All body composition parameters were associated with hypertension and FM/FFSTM ratio showed the strongest relationship. It was reassuring that WC remains a useful measure of central adiposity that can be used as a risk indicator for hypertension if more sophisticated measures are not available. Furthermore, our data in part, implies that reducing abdominal adiposity in aging adults could contribute to reducing the risk of elevated blood pressure and hypertension.
报告不同肥胖指数(人体测量和双能 X 射线吸收法[DXA]测量)与城市南非黑人成年人血压(BP)和高血压之间的关联。
对 1026 名男性和 982 名女性进行人体测量和 DXA 全身测量。如果收缩压(SBP)≥140mmHg 和/或舒张压(DBP)≥90mmHg,则将参与者归类为高血压。在每个性别中,分别使用线性和逻辑回归模型评估肥胖与 BP 和高血压风险的关系。
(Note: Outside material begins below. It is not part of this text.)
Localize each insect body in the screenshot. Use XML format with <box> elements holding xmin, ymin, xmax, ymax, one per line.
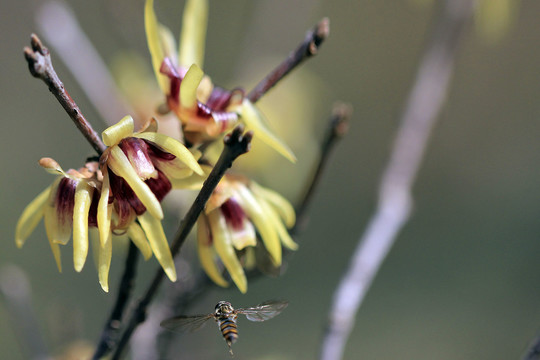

对每个身体成分变量进行双变量模型计算。此外,我们还计算了一个多元回归模型,以说明身体成分参数如何独立于彼此与结果变量相关。
男性明显更高,并且具有更高的无脂肪软组织质量(FFSTM)、DBP 和社会经济地位,并且更有可能使用烟草和患有高血压(48.0%比 38.8%)。女性的体重指数(BMI)、腰围(WC)、脂肪量(FM)、皮下脂肪组织(SAT)、内脏脂肪组织(VAT)、FM/FFSTM 比值和体脂百分比均高于男性。所有身体成分参数均与高血压呈正相关。在男性和女性中,FM/FFSTM 比值与高血压的关联最强,表明以下比值比[男性:70.37(18.47,268.16)p≤0.001;女性 2.48(0.86,7.21)p=0.09]。多元回归模型表明,在男性和女性中,VAT 和 WC 分别与 SBP 和 DBP 显著相关,而 WC 是唯一对高血压有显著预测作用的因素。
所有身体成分参数均与高血压相关,FM/FFSTM 比值显示出最强的相关性。令人欣慰的是,如果没有更复杂的测量方法,WC 仍然是衡量中心性肥胖的有用指标,可以作为高血压的风险指标。此外,我们的数据在一定程度上表明,减少老年成年人的腹部脂肪堆积可能有助于降低血压升高和高血压的风险。